Decline in Zimbabwe’s Health System, Increased Focus on Cholera Exacerbating HIV/AIDS Epidemic, Report Says
The decline in Zimbabwe's health care system and increased focus on cholera and other diseases are exacerbating the country's HIV/AIDS epidemic, according to a report released last week by Physicians for Human Rights, the Cape Times reports.
According to the report, titled "Health in the Ruins: A Man-Made Crisis in Zimbabwe," increased efforts to treat cholera and other infectious diseases present an "acute" threat to inpatient AIDS care in Zimbabwe. In addition, the PHR team conducting the report received reports from donors that more than 73 million South African rand, or about $7.3 million, in aid for antiretrovirals had been stolen or intercepted by government officials. In addition, antiretroviral programs in Zimbabwe are not enrolling new patients, and physicians have reported changing established antiretroviral regimens because "supplies were too low to give patients the usual three-month supplies" of treatment, according to David Sanders, who was part of the PHR team and is head of the School of Public Health at the University of the Western Cape.

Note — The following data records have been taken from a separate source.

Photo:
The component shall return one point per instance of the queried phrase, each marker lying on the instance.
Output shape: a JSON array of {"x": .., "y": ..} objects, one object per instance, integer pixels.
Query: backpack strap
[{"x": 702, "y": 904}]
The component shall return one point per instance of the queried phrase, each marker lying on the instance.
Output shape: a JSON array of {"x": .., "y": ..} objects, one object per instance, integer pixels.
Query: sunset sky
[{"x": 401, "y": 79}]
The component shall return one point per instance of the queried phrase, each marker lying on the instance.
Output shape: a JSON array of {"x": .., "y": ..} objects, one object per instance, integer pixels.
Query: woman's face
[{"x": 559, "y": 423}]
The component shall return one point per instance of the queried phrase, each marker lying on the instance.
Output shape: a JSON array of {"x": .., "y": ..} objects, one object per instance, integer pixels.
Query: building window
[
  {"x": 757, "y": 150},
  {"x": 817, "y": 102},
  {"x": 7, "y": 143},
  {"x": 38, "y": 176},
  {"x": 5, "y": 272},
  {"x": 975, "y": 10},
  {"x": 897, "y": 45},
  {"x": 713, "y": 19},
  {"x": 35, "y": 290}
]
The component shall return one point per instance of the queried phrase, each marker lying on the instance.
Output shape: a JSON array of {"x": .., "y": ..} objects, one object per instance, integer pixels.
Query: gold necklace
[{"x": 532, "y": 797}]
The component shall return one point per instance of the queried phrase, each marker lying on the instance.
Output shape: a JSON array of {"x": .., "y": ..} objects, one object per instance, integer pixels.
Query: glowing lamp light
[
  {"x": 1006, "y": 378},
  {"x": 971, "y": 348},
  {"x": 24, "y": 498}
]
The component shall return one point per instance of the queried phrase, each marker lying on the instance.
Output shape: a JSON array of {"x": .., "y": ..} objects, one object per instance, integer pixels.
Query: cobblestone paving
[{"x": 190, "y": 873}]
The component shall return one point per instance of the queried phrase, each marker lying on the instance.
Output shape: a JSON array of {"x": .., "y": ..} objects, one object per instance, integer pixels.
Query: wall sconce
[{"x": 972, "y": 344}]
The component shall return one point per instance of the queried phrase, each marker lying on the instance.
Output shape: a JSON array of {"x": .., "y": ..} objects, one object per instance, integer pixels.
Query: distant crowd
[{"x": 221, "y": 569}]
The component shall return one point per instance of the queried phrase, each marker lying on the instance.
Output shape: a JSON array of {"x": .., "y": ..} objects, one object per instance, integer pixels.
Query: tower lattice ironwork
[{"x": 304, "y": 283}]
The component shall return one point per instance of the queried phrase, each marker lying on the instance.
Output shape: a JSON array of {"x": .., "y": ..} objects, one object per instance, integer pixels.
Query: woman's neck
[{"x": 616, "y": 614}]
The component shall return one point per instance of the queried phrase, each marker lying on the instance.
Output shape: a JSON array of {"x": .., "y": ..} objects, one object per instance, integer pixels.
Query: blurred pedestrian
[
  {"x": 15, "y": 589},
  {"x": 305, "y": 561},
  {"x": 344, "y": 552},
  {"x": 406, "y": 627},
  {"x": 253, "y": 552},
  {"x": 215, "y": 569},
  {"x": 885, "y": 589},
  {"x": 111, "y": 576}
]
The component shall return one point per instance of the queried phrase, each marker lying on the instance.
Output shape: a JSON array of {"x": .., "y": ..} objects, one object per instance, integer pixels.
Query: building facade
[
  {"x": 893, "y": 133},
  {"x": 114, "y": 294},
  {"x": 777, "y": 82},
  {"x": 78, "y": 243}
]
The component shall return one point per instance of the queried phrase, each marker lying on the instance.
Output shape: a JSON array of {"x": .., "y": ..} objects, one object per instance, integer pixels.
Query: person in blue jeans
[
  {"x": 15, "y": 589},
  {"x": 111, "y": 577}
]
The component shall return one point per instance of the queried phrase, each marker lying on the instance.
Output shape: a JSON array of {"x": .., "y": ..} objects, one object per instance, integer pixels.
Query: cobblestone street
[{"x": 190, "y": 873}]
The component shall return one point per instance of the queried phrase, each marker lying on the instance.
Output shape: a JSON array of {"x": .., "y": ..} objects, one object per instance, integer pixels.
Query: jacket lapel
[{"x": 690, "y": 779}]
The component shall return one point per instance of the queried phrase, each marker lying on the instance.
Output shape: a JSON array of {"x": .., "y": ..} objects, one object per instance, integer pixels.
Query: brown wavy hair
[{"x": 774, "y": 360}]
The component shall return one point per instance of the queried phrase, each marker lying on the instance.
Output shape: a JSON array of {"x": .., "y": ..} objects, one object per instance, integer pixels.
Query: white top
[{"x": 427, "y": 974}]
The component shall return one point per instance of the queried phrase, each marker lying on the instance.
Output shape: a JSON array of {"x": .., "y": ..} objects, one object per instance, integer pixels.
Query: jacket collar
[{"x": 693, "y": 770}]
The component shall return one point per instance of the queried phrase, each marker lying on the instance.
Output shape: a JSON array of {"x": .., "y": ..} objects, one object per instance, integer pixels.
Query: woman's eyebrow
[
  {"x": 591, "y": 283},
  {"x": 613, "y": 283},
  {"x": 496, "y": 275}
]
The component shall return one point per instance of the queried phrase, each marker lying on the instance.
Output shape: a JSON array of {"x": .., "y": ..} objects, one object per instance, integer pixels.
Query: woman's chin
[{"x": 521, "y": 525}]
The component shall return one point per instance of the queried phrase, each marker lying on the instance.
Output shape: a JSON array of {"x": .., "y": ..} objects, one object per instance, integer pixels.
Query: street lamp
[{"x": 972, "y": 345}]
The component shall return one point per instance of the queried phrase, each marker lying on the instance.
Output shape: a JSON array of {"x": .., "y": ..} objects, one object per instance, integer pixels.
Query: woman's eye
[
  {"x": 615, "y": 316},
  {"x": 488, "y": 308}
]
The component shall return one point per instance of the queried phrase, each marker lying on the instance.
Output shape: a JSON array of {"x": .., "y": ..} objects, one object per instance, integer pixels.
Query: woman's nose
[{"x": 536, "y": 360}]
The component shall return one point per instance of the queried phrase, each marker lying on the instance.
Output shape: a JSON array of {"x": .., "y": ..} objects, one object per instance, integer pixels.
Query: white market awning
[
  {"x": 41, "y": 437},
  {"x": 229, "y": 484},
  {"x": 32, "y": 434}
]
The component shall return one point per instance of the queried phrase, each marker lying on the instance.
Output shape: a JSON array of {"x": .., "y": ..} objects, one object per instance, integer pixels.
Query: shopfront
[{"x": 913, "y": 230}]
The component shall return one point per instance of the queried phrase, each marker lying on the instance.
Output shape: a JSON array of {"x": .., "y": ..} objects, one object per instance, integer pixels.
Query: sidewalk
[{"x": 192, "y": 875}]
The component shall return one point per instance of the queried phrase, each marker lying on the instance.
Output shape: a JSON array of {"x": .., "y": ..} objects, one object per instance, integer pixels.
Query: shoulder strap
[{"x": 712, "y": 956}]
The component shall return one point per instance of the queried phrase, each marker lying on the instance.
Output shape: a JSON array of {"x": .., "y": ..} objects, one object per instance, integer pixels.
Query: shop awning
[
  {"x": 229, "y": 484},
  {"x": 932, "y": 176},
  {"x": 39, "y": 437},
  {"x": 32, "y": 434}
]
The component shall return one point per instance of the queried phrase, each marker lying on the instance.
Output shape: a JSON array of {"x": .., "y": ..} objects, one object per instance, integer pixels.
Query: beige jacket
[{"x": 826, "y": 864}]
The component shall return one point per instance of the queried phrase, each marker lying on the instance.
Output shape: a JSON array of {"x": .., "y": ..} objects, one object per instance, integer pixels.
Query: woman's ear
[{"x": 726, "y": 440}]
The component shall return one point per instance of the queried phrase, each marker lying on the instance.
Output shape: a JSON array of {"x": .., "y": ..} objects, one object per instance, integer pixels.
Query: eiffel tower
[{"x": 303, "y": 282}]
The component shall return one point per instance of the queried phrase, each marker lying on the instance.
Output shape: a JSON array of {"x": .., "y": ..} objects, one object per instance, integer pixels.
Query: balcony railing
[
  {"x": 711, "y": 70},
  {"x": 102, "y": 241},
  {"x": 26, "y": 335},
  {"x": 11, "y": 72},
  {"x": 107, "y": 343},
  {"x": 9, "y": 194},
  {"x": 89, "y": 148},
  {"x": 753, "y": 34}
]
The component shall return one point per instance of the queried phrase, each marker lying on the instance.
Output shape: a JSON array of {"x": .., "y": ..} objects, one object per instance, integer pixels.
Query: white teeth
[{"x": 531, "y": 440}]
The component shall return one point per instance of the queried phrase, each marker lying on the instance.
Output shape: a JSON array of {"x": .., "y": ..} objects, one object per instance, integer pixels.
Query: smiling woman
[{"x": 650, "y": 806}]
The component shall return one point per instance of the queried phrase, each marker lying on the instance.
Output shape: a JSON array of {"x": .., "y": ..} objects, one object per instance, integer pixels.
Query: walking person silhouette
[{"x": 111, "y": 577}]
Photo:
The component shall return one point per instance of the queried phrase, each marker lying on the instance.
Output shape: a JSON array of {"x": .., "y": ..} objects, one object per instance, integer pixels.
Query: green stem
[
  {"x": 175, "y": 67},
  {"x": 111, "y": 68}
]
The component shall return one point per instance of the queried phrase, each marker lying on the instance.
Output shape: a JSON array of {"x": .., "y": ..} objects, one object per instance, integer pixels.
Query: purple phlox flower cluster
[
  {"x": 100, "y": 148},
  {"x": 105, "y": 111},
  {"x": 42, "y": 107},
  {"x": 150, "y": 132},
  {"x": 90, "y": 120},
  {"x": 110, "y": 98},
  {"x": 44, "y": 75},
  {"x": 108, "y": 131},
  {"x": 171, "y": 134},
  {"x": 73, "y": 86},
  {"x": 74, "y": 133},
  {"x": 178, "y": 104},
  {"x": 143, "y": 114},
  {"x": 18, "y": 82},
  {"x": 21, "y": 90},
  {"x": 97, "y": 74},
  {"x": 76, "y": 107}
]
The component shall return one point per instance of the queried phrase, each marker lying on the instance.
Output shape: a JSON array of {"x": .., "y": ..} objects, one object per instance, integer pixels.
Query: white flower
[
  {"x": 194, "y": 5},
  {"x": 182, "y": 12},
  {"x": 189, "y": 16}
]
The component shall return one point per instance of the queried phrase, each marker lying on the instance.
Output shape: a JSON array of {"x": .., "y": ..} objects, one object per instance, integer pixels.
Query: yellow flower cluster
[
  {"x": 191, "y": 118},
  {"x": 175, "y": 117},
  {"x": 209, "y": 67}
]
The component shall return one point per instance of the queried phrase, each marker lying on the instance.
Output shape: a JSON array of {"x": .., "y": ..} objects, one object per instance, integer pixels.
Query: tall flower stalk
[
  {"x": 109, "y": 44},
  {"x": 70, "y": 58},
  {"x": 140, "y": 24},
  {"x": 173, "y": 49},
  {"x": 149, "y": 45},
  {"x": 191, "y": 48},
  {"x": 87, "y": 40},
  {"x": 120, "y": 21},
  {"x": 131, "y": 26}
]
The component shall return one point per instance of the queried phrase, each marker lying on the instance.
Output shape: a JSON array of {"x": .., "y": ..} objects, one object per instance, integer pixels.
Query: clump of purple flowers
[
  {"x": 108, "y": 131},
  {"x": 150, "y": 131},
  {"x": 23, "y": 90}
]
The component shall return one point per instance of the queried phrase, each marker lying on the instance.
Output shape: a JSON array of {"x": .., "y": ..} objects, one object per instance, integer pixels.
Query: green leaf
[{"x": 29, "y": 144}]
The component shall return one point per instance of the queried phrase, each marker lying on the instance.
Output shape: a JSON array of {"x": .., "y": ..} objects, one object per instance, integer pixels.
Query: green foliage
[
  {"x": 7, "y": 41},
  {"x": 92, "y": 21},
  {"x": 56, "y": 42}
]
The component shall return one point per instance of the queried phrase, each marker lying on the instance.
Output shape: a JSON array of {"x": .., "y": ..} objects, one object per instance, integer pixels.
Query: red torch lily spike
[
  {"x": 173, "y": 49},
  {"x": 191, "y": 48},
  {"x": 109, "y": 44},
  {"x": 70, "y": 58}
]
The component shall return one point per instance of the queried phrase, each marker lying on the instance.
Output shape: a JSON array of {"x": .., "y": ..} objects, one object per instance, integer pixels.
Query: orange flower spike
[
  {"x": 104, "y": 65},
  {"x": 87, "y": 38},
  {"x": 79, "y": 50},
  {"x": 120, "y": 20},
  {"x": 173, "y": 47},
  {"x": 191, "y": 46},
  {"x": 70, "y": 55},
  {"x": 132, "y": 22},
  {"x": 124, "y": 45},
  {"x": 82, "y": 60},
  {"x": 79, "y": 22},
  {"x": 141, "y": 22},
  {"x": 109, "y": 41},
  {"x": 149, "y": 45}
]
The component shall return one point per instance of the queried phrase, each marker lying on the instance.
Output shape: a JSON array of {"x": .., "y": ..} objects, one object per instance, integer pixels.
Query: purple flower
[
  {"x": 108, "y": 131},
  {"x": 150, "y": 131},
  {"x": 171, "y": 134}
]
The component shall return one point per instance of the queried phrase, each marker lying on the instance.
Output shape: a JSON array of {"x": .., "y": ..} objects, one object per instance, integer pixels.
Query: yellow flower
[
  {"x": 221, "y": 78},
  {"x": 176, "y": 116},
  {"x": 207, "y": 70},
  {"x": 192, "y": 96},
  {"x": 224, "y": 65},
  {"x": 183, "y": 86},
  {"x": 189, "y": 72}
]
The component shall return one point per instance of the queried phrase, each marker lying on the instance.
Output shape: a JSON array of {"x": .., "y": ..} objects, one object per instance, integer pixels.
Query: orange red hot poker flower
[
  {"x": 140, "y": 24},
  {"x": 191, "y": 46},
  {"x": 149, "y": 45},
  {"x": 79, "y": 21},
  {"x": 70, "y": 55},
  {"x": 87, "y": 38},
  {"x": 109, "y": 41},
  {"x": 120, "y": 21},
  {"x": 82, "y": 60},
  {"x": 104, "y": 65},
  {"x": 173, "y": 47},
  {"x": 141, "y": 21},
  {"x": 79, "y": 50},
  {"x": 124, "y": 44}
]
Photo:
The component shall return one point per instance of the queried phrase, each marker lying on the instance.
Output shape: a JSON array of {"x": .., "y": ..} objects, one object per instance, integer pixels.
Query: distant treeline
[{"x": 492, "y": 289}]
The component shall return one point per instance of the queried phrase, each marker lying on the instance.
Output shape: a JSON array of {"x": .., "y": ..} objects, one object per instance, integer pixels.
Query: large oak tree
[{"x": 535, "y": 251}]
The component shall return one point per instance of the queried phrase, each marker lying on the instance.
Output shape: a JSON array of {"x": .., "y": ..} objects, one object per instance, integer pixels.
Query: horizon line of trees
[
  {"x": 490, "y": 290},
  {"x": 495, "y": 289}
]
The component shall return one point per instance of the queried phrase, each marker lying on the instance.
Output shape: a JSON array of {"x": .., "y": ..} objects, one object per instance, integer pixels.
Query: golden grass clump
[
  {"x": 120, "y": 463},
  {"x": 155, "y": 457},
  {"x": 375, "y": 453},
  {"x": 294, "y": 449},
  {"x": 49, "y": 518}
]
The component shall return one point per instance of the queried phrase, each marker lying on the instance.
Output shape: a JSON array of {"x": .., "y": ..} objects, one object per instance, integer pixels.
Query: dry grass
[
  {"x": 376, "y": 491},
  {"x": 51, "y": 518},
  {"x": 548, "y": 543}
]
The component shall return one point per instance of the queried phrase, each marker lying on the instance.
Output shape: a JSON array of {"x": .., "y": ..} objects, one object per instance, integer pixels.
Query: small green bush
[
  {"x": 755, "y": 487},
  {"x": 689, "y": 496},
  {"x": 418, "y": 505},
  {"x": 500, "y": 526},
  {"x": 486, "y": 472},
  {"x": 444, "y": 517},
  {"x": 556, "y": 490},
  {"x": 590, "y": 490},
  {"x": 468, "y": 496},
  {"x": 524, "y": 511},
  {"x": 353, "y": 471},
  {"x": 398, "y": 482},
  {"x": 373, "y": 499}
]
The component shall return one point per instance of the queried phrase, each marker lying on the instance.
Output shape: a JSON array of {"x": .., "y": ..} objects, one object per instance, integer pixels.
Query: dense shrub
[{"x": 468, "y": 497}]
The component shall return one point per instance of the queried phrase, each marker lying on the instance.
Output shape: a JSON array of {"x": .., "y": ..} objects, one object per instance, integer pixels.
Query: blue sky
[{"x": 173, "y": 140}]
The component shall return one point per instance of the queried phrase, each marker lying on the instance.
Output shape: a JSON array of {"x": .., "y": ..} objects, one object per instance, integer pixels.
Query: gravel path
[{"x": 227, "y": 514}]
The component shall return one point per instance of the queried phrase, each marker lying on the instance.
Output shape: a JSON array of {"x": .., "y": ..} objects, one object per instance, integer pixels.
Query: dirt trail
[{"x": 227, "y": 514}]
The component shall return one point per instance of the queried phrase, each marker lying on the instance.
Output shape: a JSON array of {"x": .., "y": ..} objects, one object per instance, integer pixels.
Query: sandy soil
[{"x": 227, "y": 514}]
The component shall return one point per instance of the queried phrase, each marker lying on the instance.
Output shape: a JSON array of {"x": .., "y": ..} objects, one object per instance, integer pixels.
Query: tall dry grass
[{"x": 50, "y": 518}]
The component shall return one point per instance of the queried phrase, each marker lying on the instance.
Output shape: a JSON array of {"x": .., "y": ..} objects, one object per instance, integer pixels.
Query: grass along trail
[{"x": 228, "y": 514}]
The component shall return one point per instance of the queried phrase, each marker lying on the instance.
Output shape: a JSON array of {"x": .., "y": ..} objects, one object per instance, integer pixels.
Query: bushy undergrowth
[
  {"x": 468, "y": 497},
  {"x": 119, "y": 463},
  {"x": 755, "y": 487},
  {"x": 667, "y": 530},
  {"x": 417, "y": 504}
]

Sanders added that irregular access to antiretrovirals in Zimbabwe has led to the emergence of drug-resistant strains of HIV that likely have crossed into South Africa. "I think it's highly likely that given the interruptions [in treatment] ... that HIV resistance to first-line drugs has been created and is likely to be in South Africa," Sanders said. The report recommended that a qualified agent take over Zimbabwe's health system and that Zimbabwean President Robert Mugabe be tried for crimes against humanity.
More than 800,000 people in the country are in need of antiretroviral drugs; however, only 205,000 are receiving them, the Times reports. PHR estimates that up to 400 AIDS-related deaths occur daily in Zimbabwe (Taylor, Cape Times, 1/16).
The report is available online.
NPR's "Talk of the Nation" on Thursday included a discussion about the PHR report (Cohen, "Talk of the Nation," NPR, 1/15).